A few years ago, Harvard President Drew Faust commissioned a University-wide Task Force on Inclusion and Belonging.
The presidential charge delivered to the committee, under the title “From Diversity to Belonging,” states that: “A community that draws on the widest possible pool of talent, one that fully embraces individuals from varied backgrounds, cultures, races, identities, life experiences, perspectives, beliefs, and values, is a more just community. It is also an environment in which learning, creativity, and discovery can flourish. Harvard aspires to be such a place. Diversity, inclusion, and belonging are not incidental concerns; they are fundamental to Harvard’s mission and identity."
The charge goes on to state that “across and within its twelve Schools, Harvard offers its students, faculty, and staff many different experiential pathways but also elements of a common culture. What are the defining characteristics of Harvard’s common culture? That is, what is the lived experience of diversity, inclusion, empowerment, and belonging among students, staff, and faculty? How can we transform that culture to achieve not just inclusion but full belonging and empowerment for all members of our community?”
The recently completed Pulse Survey on Inclusion and Belonging was recommended by the Presidential Task Force to take the pulse of belonging at Harvard based on agreement or disagreement with the statement: “I feel like I belong at Harvard.”
But what does belonging to, or at, Harvard mean for all the members of the Harvard community—students, staff, and faculty? What does belonging to anything mean?
I can easily see why people want to come to Harvard, connect with Harvard, network at Harvard, exploit the corporate brand of Harvard, boast of being at Harvard, revel in the prestige of Harvard, or even make money from Harvard’s credentialing. But what about belonging at Harvard?
Diversity and inclusion are vital parts of belonging, but I can also see that the belonging word resonates with something even deeper in the human condition. You know that when someone says to you, as they have to me every now and again, “you know, I feel that I really belong here” that they are talking about something more than diversity and inclusion, though obviously not something less than that. What do people mean when they say they really belong somewhere? Here is my stab at the six most important aspects of belonging.
1. First, that to which we belong, not just affiliated with, should have some morally compelling reason for its existence beyond the exercise of privilege, cultural power, and the generation of resources for material comfort.
I call this the ethical component of belonging.

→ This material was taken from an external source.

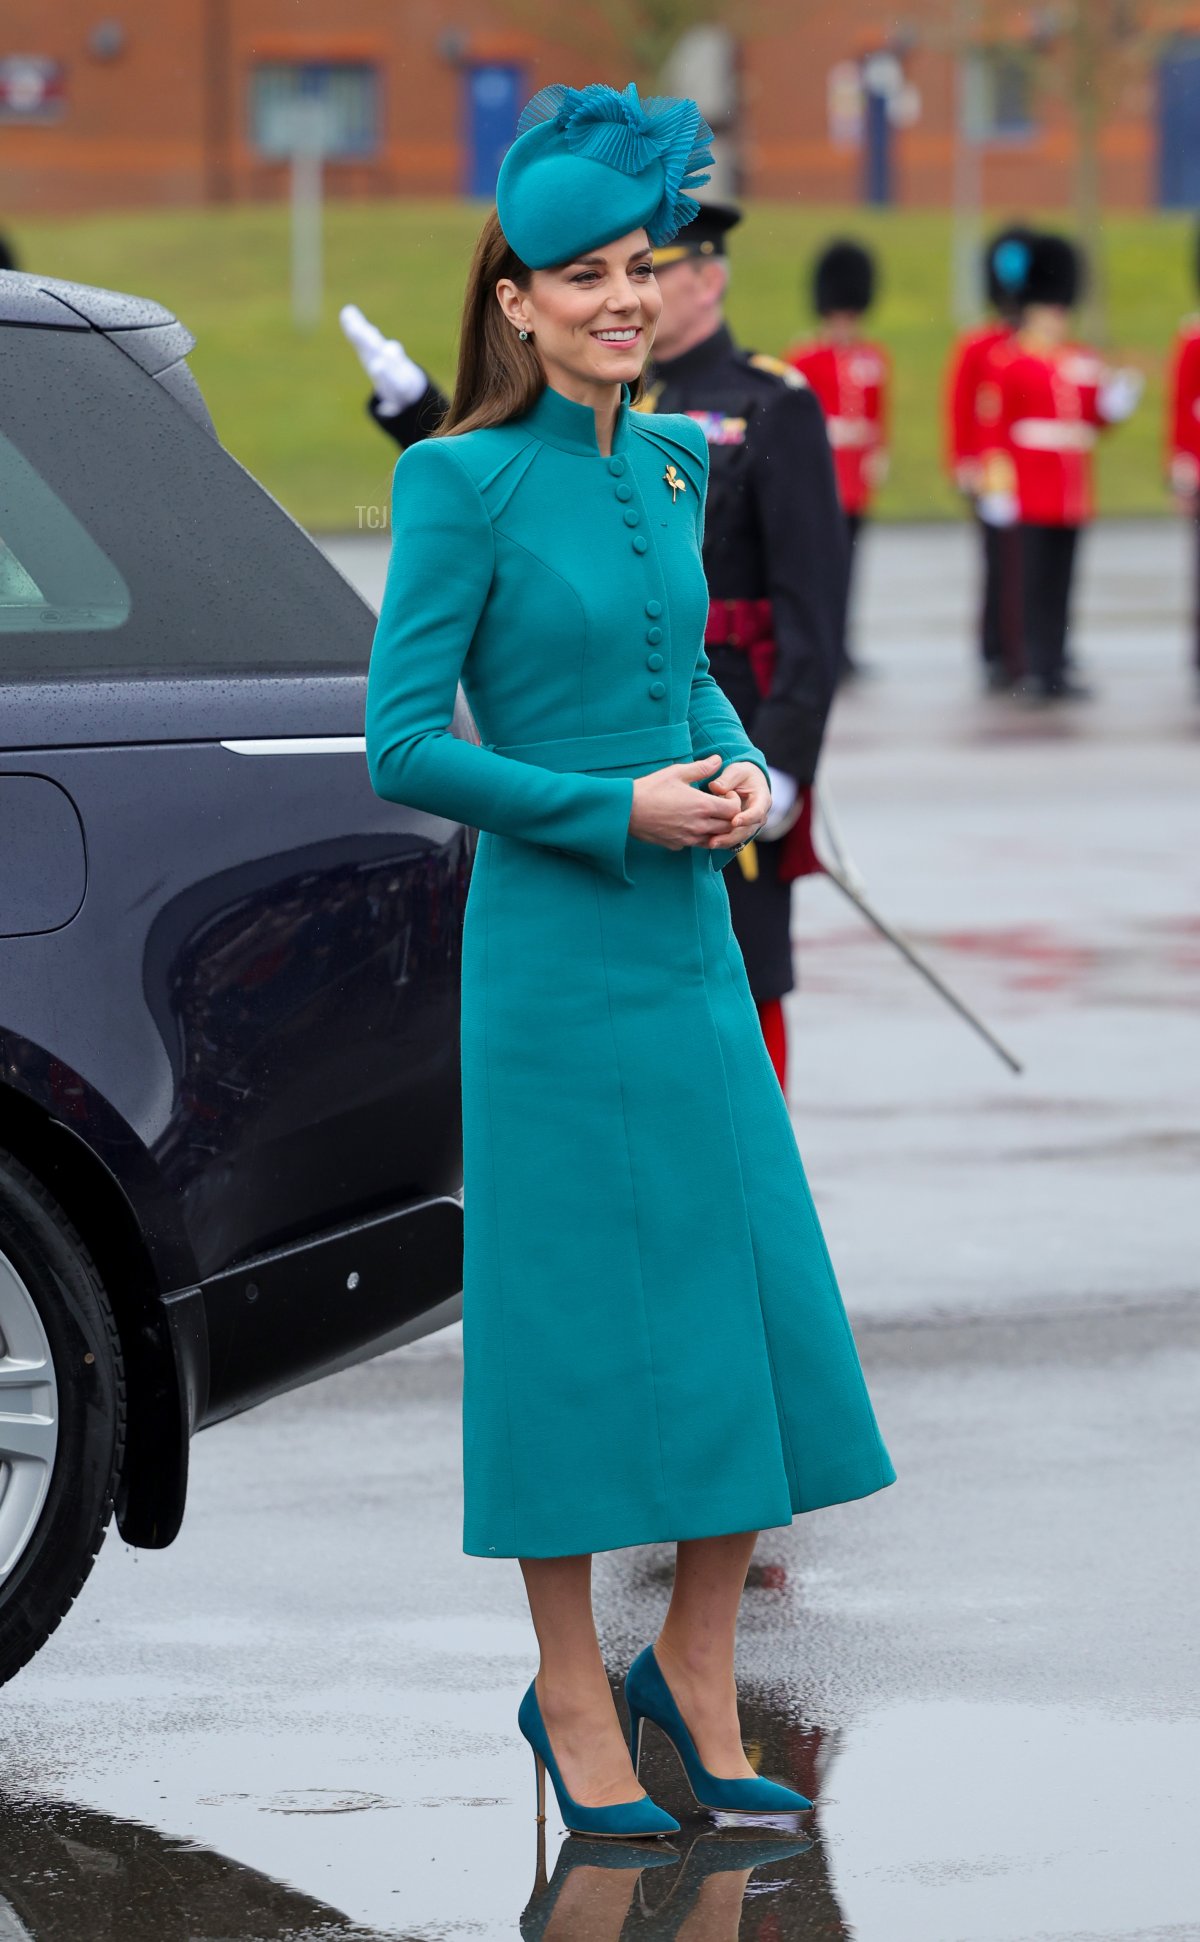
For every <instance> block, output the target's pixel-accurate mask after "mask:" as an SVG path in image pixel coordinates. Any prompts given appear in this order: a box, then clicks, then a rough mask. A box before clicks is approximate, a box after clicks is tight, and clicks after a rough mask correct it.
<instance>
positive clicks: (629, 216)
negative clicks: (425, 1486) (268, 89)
mask: <svg viewBox="0 0 1200 1942" xmlns="http://www.w3.org/2000/svg"><path fill="white" fill-rule="evenodd" d="M705 136H707V130H705V126H703V122H701V120H699V115H697V113H695V107H693V105H691V103H678V101H674V103H672V101H664V103H645V105H643V103H639V101H637V95H635V91H633V89H627V91H625V93H623V95H617V93H616V91H614V89H608V87H596V89H583V91H575V89H544V91H542V95H538V97H536V99H534V103H532V105H530V109H526V115H524V117H522V126H520V134H518V140H517V142H515V146H513V148H511V150H509V155H507V159H505V165H503V169H501V181H499V186H497V210H499V214H497V216H491V218H489V221H487V223H485V229H483V235H482V239H480V245H478V249H476V258H474V264H472V274H470V282H468V297H466V309H464V326H462V348H460V369H458V386H456V394H454V402H452V406H450V414H449V419H447V425H445V427H443V435H439V437H435V439H429V441H425V443H421V445H416V447H412V449H410V451H408V452H404V454H402V456H400V458H398V462H396V470H394V482H392V553H390V565H388V579H386V590H384V600H383V610H381V616H379V627H377V633H375V647H373V654H371V670H369V686H367V761H369V769H371V781H373V787H375V788H377V792H379V794H381V796H386V798H390V800H396V802H406V804H412V806H416V808H419V810H427V812H431V814H435V816H445V818H454V820H462V821H466V823H472V825H476V827H478V829H480V843H478V853H476V860H474V870H472V882H470V893H468V903H466V922H464V940H462V942H464V961H462V1109H464V1295H462V1303H464V1499H466V1501H464V1550H466V1552H470V1554H476V1556H482V1557H518V1559H520V1563H522V1571H524V1577H526V1587H528V1592H530V1608H532V1616H534V1624H536V1629H538V1637H540V1645H542V1670H540V1674H538V1680H536V1688H530V1693H528V1695H526V1705H524V1707H522V1721H520V1724H522V1730H524V1732H526V1738H532V1740H534V1748H536V1754H538V1759H540V1761H542V1756H546V1761H548V1763H550V1771H551V1775H553V1779H555V1787H557V1789H559V1802H563V1800H567V1802H569V1808H567V1806H563V1812H565V1814H567V1816H569V1822H571V1825H579V1822H581V1816H583V1820H584V1822H586V1818H588V1816H596V1814H600V1816H604V1814H617V1818H619V1814H621V1812H625V1822H627V1820H629V1814H633V1820H637V1818H639V1816H637V1814H635V1812H633V1810H635V1808H639V1810H641V1818H643V1820H645V1818H647V1814H649V1810H650V1802H647V1800H645V1794H641V1796H639V1794H637V1785H635V1783H633V1781H631V1775H629V1754H627V1752H625V1746H623V1740H621V1738H619V1726H617V1719H616V1711H614V1707H612V1697H610V1690H608V1682H606V1676H604V1668H602V1664H600V1653H598V1645H596V1633H594V1625H592V1616H590V1577H588V1573H590V1554H592V1552H596V1550H614V1548H617V1546H629V1544H652V1542H664V1540H674V1542H678V1544H680V1552H678V1571H676V1589H674V1596H672V1608H670V1612H668V1616H666V1622H664V1627H662V1635H660V1639H658V1641H656V1647H654V1653H656V1660H654V1666H652V1668H649V1670H650V1672H658V1674H662V1676H664V1674H666V1672H668V1670H670V1693H672V1695H674V1699H676V1701H678V1730H685V1732H689V1736H691V1738H689V1746H691V1754H693V1756H695V1759H699V1771H701V1773H707V1775H709V1781H717V1783H718V1785H724V1787H734V1789H736V1787H738V1785H742V1787H753V1785H755V1783H753V1781H751V1767H750V1765H748V1763H746V1758H744V1754H742V1744H740V1738H738V1723H736V1695H734V1680H732V1649H734V1624H736V1610H738V1602H740V1594H742V1585H744V1577H746V1567H748V1561H750V1552H751V1548H753V1534H755V1532H757V1530H759V1528H763V1526H775V1524H784V1523H788V1521H790V1519H792V1515H794V1513H798V1511H810V1509H816V1507H819V1505H829V1503H841V1501H845V1499H850V1497H862V1495H866V1493H870V1491H876V1490H880V1488H882V1486H885V1484H889V1482H891V1480H893V1470H891V1464H889V1458H887V1451H885V1449H883V1443H882V1439H880V1431H878V1427H876V1420H874V1414H872V1406H870V1400H868V1394H866V1387H864V1381H862V1371H860V1365H858V1356H856V1350H854V1340H852V1336H850V1328H849V1323H847V1317H845V1309H843V1303H841V1295H839V1289H837V1284H835V1278H833V1270H831V1264H829V1256H827V1251H825V1245H823V1239H821V1229H819V1225H817V1218H816V1212H814V1206H812V1198H810V1192H808V1185H806V1179H804V1169H802V1163H800V1155H798V1152H796V1142H794V1134H792V1126H790V1119H788V1109H786V1103H784V1097H783V1093H781V1089H779V1084H777V1080H775V1074H773V1068H771V1060H769V1055H767V1051H765V1045H763V1037H761V1031H759V1023H757V1016H755V1008H753V1000H751V994H750V987H748V981H746V969H744V963H742V955H740V950H738V944H736V940H734V934H732V928H730V907H728V893H726V887H724V878H722V868H724V866H726V864H728V860H730V856H732V854H734V851H736V849H738V847H740V845H742V843H746V841H750V837H751V835H753V831H755V827H757V825H759V823H761V821H763V820H765V816H767V810H769V777H767V763H765V757H763V753H761V752H759V750H757V748H753V746H751V744H750V740H748V736H746V732H744V730H742V724H740V720H738V717H736V715H734V709H732V707H730V703H728V701H726V699H724V695H722V693H720V689H718V686H717V682H715V680H713V676H711V674H709V664H707V656H705V649H703V631H705V616H707V586H705V575H703V567H701V532H703V511H705V485H707V470H709V468H707V443H705V435H703V429H701V427H699V425H697V423H695V421H693V419H691V418H682V416H680V418H672V416H641V414H637V410H635V408H633V406H635V400H637V388H639V375H641V367H643V363H645V359H647V353H649V348H650V340H652V326H654V320H656V317H658V307H660V297H658V289H656V285H654V274H652V264H650V245H652V243H660V241H664V239H668V237H670V235H672V233H674V229H676V227H680V225H682V221H685V219H689V214H691V212H693V210H695V202H693V200H691V198H689V196H687V192H685V190H687V186H691V183H693V181H695V167H697V163H699V161H703V159H705V157H703V138H705ZM689 171H691V173H689ZM703 179H707V177H701V181H703ZM458 682H462V687H464V693H466V697H468V701H470V707H472V713H474V719H476V724H478V728H480V734H482V738H483V740H482V746H480V744H472V742H464V740H460V738H456V736H454V734H452V732H450V717H452V711H454V697H456V687H458ZM643 1657H645V1655H643ZM643 1670H647V1668H643ZM643 1686H645V1680H643ZM643 1701H645V1703H643ZM538 1707H540V1719H538V1721H536V1723H532V1724H530V1715H532V1711H536V1709H538ZM639 1707H641V1713H643V1717H650V1719H656V1723H658V1724H662V1726H664V1730H668V1732H670V1730H672V1724H674V1723H670V1721H666V1719H662V1717H660V1715H662V1713H664V1711H666V1701H664V1699H662V1695H658V1703H656V1707H654V1701H652V1693H643V1695H641V1699H639ZM635 1711H637V1707H635ZM683 1719H685V1721H687V1728H683V1726H682V1721H683ZM538 1734H544V1736H546V1740H548V1744H546V1746H542V1744H540V1740H538ZM550 1742H553V1754H551V1752H550ZM676 1744H680V1742H678V1738H676ZM553 1756H557V1765H555V1763H553ZM542 1771H544V1769H542V1765H538V1773H540V1775H542ZM759 1785H767V1783H759ZM695 1787H697V1781H695V1775H693V1791H695ZM699 1787H701V1794H703V1789H705V1787H707V1781H701V1783H699ZM701 1794H697V1798H701ZM631 1796H633V1798H631ZM796 1802H802V1796H794V1794H792V1796H790V1804H796ZM705 1804H711V1802H705ZM726 1804H728V1802H726ZM775 1804H779V1802H775ZM802 1804H806V1802H802ZM664 1820H666V1818H664ZM621 1825H623V1831H635V1833H637V1831H660V1829H658V1827H645V1829H643V1827H625V1824H621ZM672 1825H674V1824H672ZM592 1831H614V1829H610V1827H596V1825H592Z"/></svg>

2. Belonging to an institution, as with belonging to a family, involves the acceptance of our own frailties and those of others in a spirit of generosity and mutual forbearance, even when we fiercely disagree with and irritate one another.
There is no belonging without self-acceptance. In the words of Sarah Ban Breathnach, “[I]t doesn’t matter whom you love or where you move from or to, you always take yourself with you. If you don’t know who you are, or if you’ve forgotten or misplaced her, then you’ll always feel as if you don’t belong. Anywhere.”
I call this the human component of belonging.
3. We cannot belong anywhere where we know people in our community are being humiliated or diminished or treated with disrespect. Desmond Tutu calls this ubuntu.
“A person with ubuntu is open and available to others, affirming of others, does not feel threatened that others are able and good, for he or she has a proper self-assurance that comes from knowing that he or she belongs in a greater whole and is diminished when others are humiliated or diminished, when others are tortured or oppressed.”
I call this the social justice component of belonging.
4. A true sense of belonging comes only with a sense that our deepest longing for belonging is shared by everyone. F. Scott Fitzgerald writes that that is “part of the beauty of all literature. You discover that your longings are universal longings, that you’re not lonely and isolated from anyone. You belong.”
That quote is not only about the importance of belonging, but is also a ringing endorsement of why the arts and humanities matter at Harvard just as much as the big battalions of science and technology, which at their best are informed by the same values.
I call this the universal longing of belonging.
5. We can’t belong anywhere if we don’t want to belong and take on the responsibility and commitment of belonging. As long as we are content to stand aloof from community with a critical spirit of detachment, disengagement, or judgment we will never belong. We may achieve a kind of smug self-satisfaction that way, but we will never discover the warmth of heart and spirit that belonging brings.
I call this the responsible component of belonging.
6. Finally, any well-functioning family or community has a set of characteristics that include a desire to look out for another, an ability to create inclusive celebrations and rituals, a commitment to kindness, a spirit of forgiveness, and a lightness of touch often characterized by a gentle humor that does not operate at someone else’s expense.
I call this the belonging aspect of belonging.
Belonging is a powerful word. It resonates with self-acceptance, with community, with a sense of home, of somehow being where we are meant to be, and where we can flourish individually and corporately.
Belonging is deeply ethical, transformatively human, connected to social justice, rooted in a universal longing, and is something which every one of us must take responsibility for.
Belonging is a beautiful word. It is worth striving for. It should be who we are.
David N. Hempton is Dean of the Faculty of Divinity, Alonzo L. McDonald Family Professor of Evangelical Theological Studies, and John Lord O'Brian Professor of Divinity.